Friday, April 27, 2012

The Rest Stop


I was bored, hot, tired, and starving. My little sister was in even worse shape, and had decided to occupy her time by incessantly trying to touch my kidney with her elbow. My older sister was on my other side and reeked of an unnamed lotion her body seemed to depend on second only to oxygen. Whoever decided to shove the three children in the backseat of my mom’s black Ford Windstar for an eight hour car ride had made an extremely poor decision. We had been on the road since before the sun was up. Luckily for the other passengers, us kids didn’t even remember waking up  at the hotel and being placed in the van. Unfortunately, lunchtime was nearing and everyone’s patience was beginning to run thin. My mom had spent the last half hour feigning sleep in a attempt to try to keep us quiet, but our chanting and projectile pretzels had forced a flinch that gave her away. Grandpa and grandma had long since turned off their hearing aids and were having a wonderful time enjoying the coastline from their second row seats.
It had been a week since we started our journey through the Northwest United States.
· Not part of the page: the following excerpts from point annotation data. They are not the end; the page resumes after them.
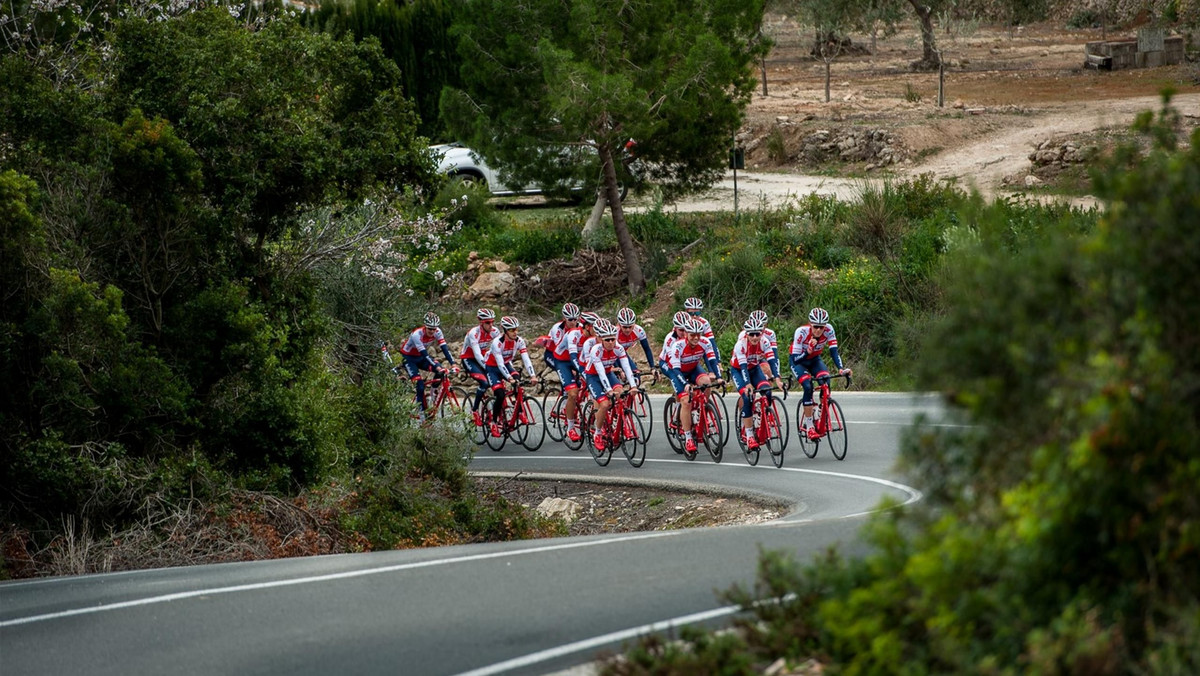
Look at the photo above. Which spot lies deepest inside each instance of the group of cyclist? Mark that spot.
(589, 351)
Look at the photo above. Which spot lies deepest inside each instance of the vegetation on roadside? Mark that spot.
(1060, 531)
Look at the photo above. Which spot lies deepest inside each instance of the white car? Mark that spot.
(455, 160)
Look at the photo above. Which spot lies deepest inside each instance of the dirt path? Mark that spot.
(981, 163)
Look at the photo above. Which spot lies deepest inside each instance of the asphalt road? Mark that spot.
(531, 606)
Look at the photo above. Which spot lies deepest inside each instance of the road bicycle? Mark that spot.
(827, 420)
(521, 420)
(623, 429)
(769, 428)
(707, 423)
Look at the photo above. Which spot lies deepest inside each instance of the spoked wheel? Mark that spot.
(641, 407)
(808, 446)
(634, 448)
(600, 456)
(556, 424)
(670, 419)
(581, 414)
(724, 410)
(534, 424)
(493, 442)
(714, 431)
(837, 430)
(777, 430)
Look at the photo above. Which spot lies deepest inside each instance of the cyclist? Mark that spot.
(598, 368)
(630, 334)
(760, 317)
(417, 356)
(684, 371)
(474, 351)
(808, 344)
(745, 365)
(693, 306)
(501, 366)
(678, 331)
(559, 357)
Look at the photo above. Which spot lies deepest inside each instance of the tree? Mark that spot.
(552, 91)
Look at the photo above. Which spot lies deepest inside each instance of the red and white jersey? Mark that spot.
(689, 357)
(477, 344)
(561, 341)
(669, 344)
(767, 334)
(630, 338)
(418, 341)
(502, 352)
(600, 362)
(805, 345)
(751, 352)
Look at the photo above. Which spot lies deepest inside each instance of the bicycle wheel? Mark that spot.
(671, 423)
(493, 442)
(714, 431)
(535, 425)
(635, 447)
(808, 446)
(775, 443)
(641, 406)
(837, 430)
(724, 410)
(552, 402)
(600, 456)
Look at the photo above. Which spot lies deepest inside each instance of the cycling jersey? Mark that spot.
(477, 344)
(634, 335)
(807, 346)
(502, 352)
(600, 362)
(749, 353)
(418, 345)
(687, 358)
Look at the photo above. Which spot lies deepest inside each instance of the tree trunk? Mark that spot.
(633, 268)
(925, 13)
(594, 220)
The previous day, we had met up with my grandparents in San Francisco and began a two day long drive up the coast of California. My dad soon understood that we could only be placated with a chance to stretch our legs and put something in our bellies. He pulled into the next rest stop and into an empty parking space. My mom had barely unlocked the van before an all-out battle royale had begun to see which sibling would be the first to jump into the ocean. I stiff armed my older sister as I flipped over the backseat and out of the trunk while my younger sister tried to scrambled past my grandparents.  We threw our shoes off in the general direction of our mother and sprinted off against a warm, salty breeze. I kicked up sand in every direction and began to pull away from my sisters as the clear winner. With each and every stride my anticipation ballooned until finally I dove headfirst into the glistening Pacific Ocean. For a second, everything was quiet. My eyes burned. The blue-green world surrounding me seemed undisturbed by my victory. Then a blinding light reappeared and my sisters’ laughter brought my world back into focus. We spent the next hour racing down the coastline, always trying to run faster than the incoming waves. By the time my parents had caught up to us with their leisurely stroll, we were soaked, exhausted, and incapable of removing the smiles cemented on our faces.
On our way back to the car, I slowed my pace and tried to absorb my surroundings. My childhood ignorance itched to run back to the van, but I was mesmerized by the pattern in which the light played off the waves. I wanted it. I wanted the warm sun, the incessant laughter, the refreshing water. I was too young to see how much these recollections and the ephemeral ocean breeze had in common. My family’s voices beckoned me back to earth. I took one last glance at a memory and shoved a huge handful of sand into my pocket. “Don’t leave me!”